Equidad de género: más allá de la inclusión simbólica

La igualdad de género, consagrada como el Objetivo 5 de la Agenda 2030, no puede entenderse como una meta aislada, sino como una condición transversal para la sostenibilidad en su conjunto. Cada meta que forma parte de la agenda —ya sea hambre cero, salud, trabajo decente o acceso a justicia— implica necesariamente una dimensión de género. Sin embargo, el enfoque adoptado con frecuencia es superficial, limitado a cifras de representación y sin abordar las estructuras profundas que perpetúan la desigualdad.

La inclusión simbólica —colocar a mujeres en puestos visibles sin modificar las lógicas que las rodean— se ha vuelto una estrategia recurrente. La paridad legislativa en muchos países es un ejemplo ambiguo: si bien aumenta la presencia femenina en espacios de poder, no siempre garantiza una agenda feminista ni cambios estructurales. Las mujeres insertadas en sistemas que siguen funcionando bajo lógicas patriarcales se ven muchas veces forzadas a reproducirlas para sobrevivir políticamente.

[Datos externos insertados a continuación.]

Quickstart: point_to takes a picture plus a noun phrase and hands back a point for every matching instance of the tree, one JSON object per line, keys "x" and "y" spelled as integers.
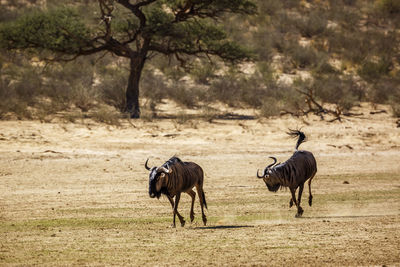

En el ámbito económico, la incorporación laboral de las mujeres ha sido presentada como un triunfo del desarrollo. Pero esta narrativa oculta que muchas de esas incorporaciones ocurren en sectores precarios, con alta rotación y bajos salarios, como el trabajo doméstico no remunerado o mal remunerado. A pesar de su enorme valor económico y social, el trabajo de cuidados sigue invisible y desigualmente distribuido: recae principalmente sobre mujeres, sin que exista un reconocimiento estatal suficiente. Esto perpetúa la pobreza femenina y limita la autonomía económica.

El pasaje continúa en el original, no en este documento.